Хреновинка [Шутейные рассказы и повести] | страница 39



— «Действительно, узнал теперь. У меня, товарищ Гузинаки, спешное дельце к вам».

Тогда он встает медведем и объявляет, что, мол, граждане, прием закончен. Заругались, загалдели, однако вышли. Он запер дверь на ключ и ко мне.

— «Стерва ты, сукин сын… Ты меня в Харькове публично на обе лопатки положил и реванш не хотел дать… Реванш! Согласен?!»

— «Согласен», — говорю.

Он сбросил в два счета пиджак, жилетку, рубаху, подтянул штаны, разулся, — и я разулся, согнул голову да на меня быком. Сгреблись. А во всю комнату ковер, удобно действовать. Чувствую: его силенка балла на три послабже моей, а я этого не предвидел и нажрался, дурак, пива, страсть как опучило живот. Ну, ничего, даже лучше, про вагоны помню, надо, думаю, поддаться ему. А он:

— «Чур, в поддавки не играть!»

Черт с тобой. Стал я тогда в роль входить помаленьку, кровь борца во мне заиграла, про все забыл. «Эх, несмотря на пиво, грохну-ка я его, греческого дьявола!» Сюда рывок, туда рывок, обманул, поймал да хлоп! В момент на обе лопатки, как бревно, и сам лбом об пол, аж искры из глаз, и сразу вспомнил: «Два вагона… Миллиарды пропадут!» Чуть приослаб нарочно, глядь: славу богу, уж он на мне верхом сидит. Потом вскочил:

— «Руку, товарищ! Ну, какое дело-то? Говори!..»

Я ему бумагу. Он прочел в голом негляже, и кровь в три ручья текет из носу, а между прочим, положил весьма приличную резолюцию: «Немедленно предоставить, приняв во внимание развитие торговли». Я с радости и сапоги забыл. Вот, брат Михрюков, какой сужет греческий вышел.

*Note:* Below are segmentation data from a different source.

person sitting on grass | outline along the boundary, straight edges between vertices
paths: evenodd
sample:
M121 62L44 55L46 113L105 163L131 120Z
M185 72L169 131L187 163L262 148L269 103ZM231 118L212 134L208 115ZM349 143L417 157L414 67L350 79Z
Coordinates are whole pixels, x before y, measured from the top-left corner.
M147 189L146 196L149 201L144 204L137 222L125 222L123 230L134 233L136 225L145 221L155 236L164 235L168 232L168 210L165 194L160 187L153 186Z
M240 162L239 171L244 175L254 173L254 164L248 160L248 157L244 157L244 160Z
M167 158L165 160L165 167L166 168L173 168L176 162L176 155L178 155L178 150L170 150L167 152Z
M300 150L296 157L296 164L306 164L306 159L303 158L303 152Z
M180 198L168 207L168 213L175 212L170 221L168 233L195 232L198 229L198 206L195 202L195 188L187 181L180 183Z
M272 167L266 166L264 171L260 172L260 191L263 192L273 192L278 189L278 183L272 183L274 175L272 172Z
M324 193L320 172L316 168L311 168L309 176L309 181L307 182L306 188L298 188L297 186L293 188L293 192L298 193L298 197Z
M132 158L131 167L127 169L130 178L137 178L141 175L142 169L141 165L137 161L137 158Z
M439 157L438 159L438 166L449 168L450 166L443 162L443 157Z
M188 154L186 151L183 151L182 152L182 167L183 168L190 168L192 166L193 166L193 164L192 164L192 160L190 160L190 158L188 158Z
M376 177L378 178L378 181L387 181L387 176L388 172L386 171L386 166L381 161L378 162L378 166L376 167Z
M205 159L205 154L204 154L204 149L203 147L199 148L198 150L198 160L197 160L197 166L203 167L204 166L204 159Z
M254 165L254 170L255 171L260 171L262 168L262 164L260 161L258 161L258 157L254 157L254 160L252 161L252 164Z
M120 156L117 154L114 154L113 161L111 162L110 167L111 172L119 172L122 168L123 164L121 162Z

А Михрюкова развезло совсем. Он плакал, вытирал слезы салфеткой и слюняво бормотал:

— Господи, боже мой… Какие хорошие люди. А? Евсей Кузьмич!.. Ангел ты нечеловеческий… А? Кровь текет, а он пишет… Дай бог новому режиму. Пишет и пишет! А? Евсей Кузьмич…

— Да, брат… Пишет. А ты не плачь, пей! Чего скулишь?..

— Как же мне, Евсей Кузьмич, не плакать, ежели у меня тоже был сужет! Подарил я для уважения господину исправнику рыбку, ну, правда, чуть с душком, потому — жара, зной! Через часок призвали меня, заорали, затопали:

— «Это, — говорят, — разве щука? Она прокисла вся».

— «Никак нет, — говорю, — ваше высокоблагородие, даже совсем живая была…»

— А они схватили щучину-то в обе руки, вроде как сужет, да хрясь мне в физиономию личности… А?.. При новых правах из обеих ноздрей кровь рекой валит, и то пишет… А тут щукой паршивой… по человеческой морде, в рыло… А?.. Обида! Обида!!

Михрюков горько завыл и повалился головой на стол.